Gold prices ended the U.S. day session modestly higher and well down from the daily high Wednesday. A sharp downturn in the U.S. dollar index at mid-week has helped to boost the precious metals markets. December Comex gold was last up $4.20 an ounce at $1,351.00. September Comex silver was last up $0.365 at $20.215 an ounce.
Sentiment that an interest rate increase is moving farther and farther out on the time horizon continues to throttle back dollar strength.
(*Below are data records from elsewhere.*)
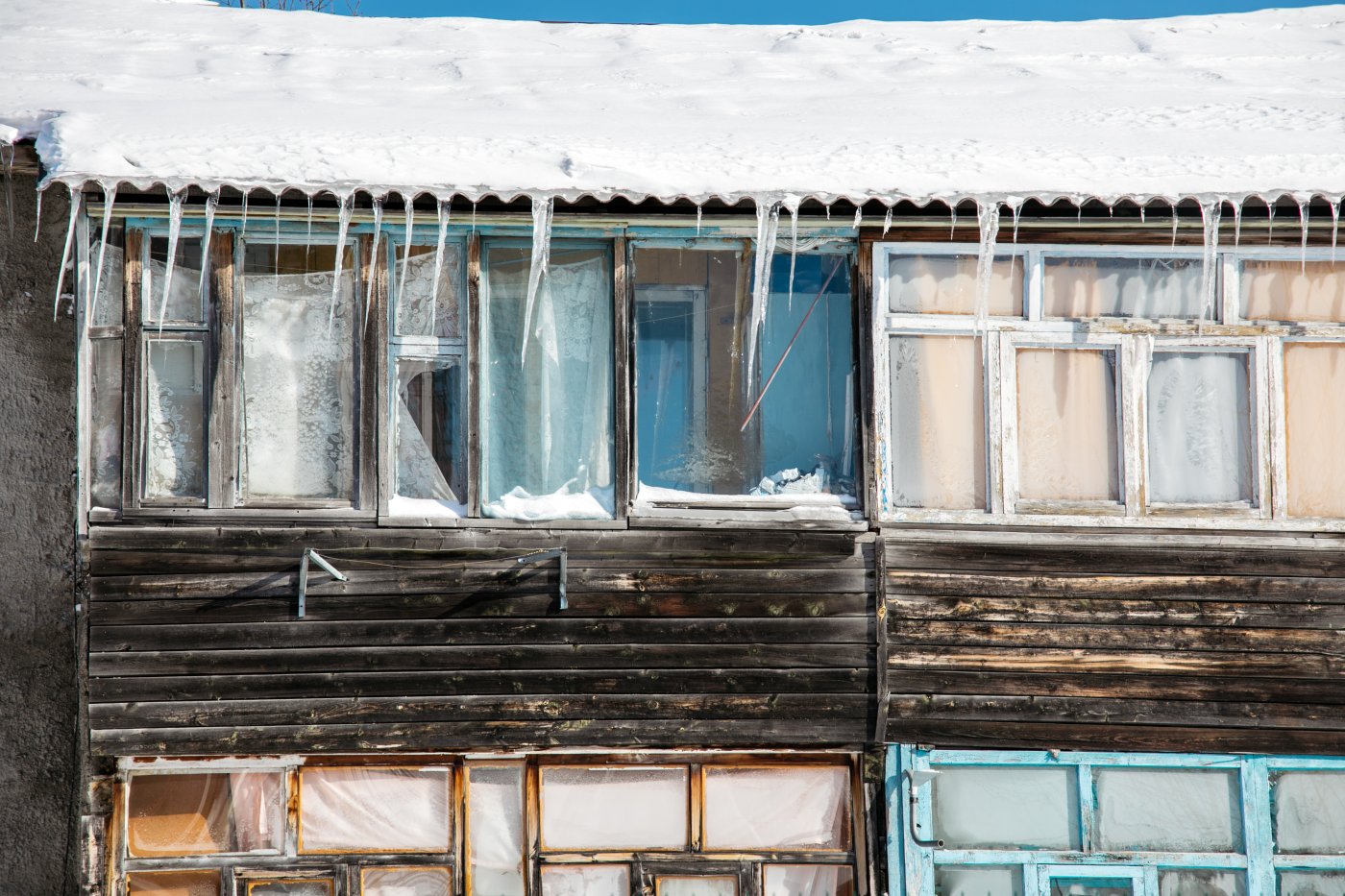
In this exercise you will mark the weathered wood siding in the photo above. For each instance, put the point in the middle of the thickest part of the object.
(1115, 642)
(443, 641)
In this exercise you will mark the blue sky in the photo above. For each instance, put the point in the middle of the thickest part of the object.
(804, 12)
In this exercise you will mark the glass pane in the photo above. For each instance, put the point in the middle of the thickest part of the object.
(430, 448)
(947, 285)
(776, 808)
(1199, 426)
(198, 814)
(1091, 886)
(951, 880)
(1201, 883)
(183, 302)
(1311, 883)
(807, 880)
(696, 885)
(1066, 425)
(406, 882)
(420, 314)
(585, 880)
(1122, 288)
(547, 386)
(1174, 811)
(175, 412)
(1314, 424)
(299, 385)
(938, 423)
(374, 811)
(495, 829)
(174, 884)
(615, 808)
(1006, 808)
(1291, 289)
(1310, 812)
(105, 423)
(107, 309)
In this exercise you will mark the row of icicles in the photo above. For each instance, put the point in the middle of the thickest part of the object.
(767, 231)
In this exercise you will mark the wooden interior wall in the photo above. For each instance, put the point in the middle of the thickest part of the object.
(443, 641)
(1115, 642)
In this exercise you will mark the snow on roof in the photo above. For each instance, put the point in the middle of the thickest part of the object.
(183, 91)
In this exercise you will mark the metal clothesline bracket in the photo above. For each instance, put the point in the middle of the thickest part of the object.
(309, 554)
(553, 553)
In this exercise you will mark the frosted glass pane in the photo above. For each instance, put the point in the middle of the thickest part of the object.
(175, 419)
(1199, 426)
(585, 880)
(1291, 291)
(1172, 811)
(495, 829)
(1066, 425)
(184, 294)
(1311, 883)
(1122, 288)
(374, 811)
(807, 880)
(1006, 808)
(105, 423)
(1310, 812)
(420, 312)
(199, 814)
(947, 285)
(615, 808)
(174, 884)
(547, 386)
(1201, 883)
(696, 885)
(298, 435)
(406, 882)
(430, 446)
(938, 443)
(776, 808)
(1314, 423)
(951, 880)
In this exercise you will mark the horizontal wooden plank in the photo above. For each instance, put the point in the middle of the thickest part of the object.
(823, 708)
(396, 684)
(1293, 590)
(557, 630)
(557, 657)
(1197, 688)
(1150, 638)
(585, 604)
(1100, 611)
(479, 735)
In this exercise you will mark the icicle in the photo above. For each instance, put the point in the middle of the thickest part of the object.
(345, 206)
(110, 200)
(76, 200)
(988, 222)
(1210, 214)
(174, 229)
(373, 255)
(1304, 213)
(769, 224)
(542, 210)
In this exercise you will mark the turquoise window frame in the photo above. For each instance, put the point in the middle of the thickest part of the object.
(912, 856)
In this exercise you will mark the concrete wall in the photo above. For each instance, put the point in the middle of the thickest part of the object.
(39, 763)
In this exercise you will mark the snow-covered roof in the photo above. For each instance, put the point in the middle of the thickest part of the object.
(183, 91)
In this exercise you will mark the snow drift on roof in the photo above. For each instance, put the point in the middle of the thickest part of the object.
(182, 91)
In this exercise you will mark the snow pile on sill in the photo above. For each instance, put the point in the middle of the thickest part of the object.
(182, 91)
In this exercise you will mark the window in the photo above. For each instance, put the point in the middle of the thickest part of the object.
(1110, 385)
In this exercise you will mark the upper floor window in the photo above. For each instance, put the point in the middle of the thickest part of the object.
(1106, 383)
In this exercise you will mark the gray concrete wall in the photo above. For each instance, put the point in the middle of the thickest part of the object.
(39, 764)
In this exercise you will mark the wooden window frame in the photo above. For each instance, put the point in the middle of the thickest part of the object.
(1136, 339)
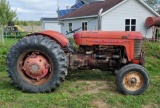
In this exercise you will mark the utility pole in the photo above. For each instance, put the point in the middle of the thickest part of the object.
(58, 11)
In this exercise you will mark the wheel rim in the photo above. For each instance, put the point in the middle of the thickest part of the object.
(35, 67)
(133, 81)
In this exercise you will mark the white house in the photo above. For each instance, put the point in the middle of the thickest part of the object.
(50, 24)
(117, 15)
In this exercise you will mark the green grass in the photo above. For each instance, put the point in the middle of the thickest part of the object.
(84, 89)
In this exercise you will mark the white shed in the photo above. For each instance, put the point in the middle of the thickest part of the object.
(50, 24)
(117, 15)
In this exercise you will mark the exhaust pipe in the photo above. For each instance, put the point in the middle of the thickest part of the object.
(100, 19)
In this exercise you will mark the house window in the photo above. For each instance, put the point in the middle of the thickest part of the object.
(130, 25)
(84, 26)
(70, 27)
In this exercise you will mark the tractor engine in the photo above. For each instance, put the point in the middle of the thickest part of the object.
(98, 57)
(106, 51)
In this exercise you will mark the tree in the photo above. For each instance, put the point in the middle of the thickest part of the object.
(6, 14)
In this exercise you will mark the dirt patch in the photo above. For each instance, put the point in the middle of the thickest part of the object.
(99, 104)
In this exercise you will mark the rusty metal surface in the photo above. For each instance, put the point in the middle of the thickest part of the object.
(56, 36)
(133, 81)
(36, 66)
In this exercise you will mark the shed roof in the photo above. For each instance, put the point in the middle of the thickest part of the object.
(93, 8)
(49, 19)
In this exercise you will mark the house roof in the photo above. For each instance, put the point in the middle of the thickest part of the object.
(91, 10)
(49, 19)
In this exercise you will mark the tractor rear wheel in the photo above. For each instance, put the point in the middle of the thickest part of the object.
(36, 64)
(132, 79)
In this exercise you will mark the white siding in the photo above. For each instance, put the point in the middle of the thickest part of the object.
(77, 23)
(51, 25)
(115, 19)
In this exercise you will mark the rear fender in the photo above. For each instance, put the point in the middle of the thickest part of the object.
(56, 36)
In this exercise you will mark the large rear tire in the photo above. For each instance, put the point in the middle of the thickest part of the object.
(36, 64)
(132, 79)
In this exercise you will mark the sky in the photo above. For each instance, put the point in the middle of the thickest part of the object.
(36, 9)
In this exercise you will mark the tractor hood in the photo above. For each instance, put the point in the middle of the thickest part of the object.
(108, 35)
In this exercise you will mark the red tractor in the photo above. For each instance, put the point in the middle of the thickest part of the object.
(40, 62)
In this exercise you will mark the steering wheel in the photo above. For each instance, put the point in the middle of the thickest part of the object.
(73, 31)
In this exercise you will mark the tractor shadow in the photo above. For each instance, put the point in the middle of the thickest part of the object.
(90, 75)
(93, 81)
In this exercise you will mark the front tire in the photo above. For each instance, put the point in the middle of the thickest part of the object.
(36, 64)
(132, 79)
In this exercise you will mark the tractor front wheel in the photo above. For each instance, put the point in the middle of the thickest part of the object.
(36, 64)
(132, 79)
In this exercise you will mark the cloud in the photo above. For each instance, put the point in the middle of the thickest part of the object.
(35, 9)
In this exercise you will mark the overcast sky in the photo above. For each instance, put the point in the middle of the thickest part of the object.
(35, 9)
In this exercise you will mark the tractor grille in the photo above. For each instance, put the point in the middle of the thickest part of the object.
(137, 48)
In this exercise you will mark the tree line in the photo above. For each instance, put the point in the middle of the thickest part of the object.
(8, 15)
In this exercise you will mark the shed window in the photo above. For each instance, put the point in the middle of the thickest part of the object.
(84, 26)
(70, 27)
(130, 25)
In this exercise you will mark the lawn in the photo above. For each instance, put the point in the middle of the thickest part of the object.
(84, 89)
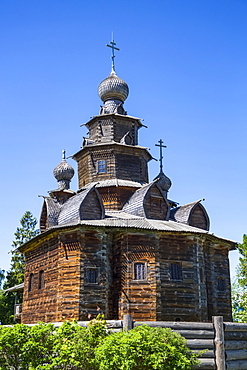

This, in turn, helped gold rise today.
The metal rose after a report that U.S. worker productivity fell for a third straight quarter in the spring of this year, shrugging off earlier losseson Friday's jobs report and pressuring the dollar index.
The unexpected drop in U.S. productivity may confirm the Federal Reserve's fears that the economy could slip into a period of slow growth, reducing the central bank's willingness to raise interest rates.
In a sign that there is still keen uncertainty and deflationary worries in the world marketplace, German 10-year government bond (bund) yields fell into record-low negative territory Wednesday, fetching an average yield of -0.9%, amid good demand. U.K. 10-year bonds this week also hit a record low yield of 0.53%. Chinese government 10-year bonds also hit a record low Wednesday, yielding 2.7%.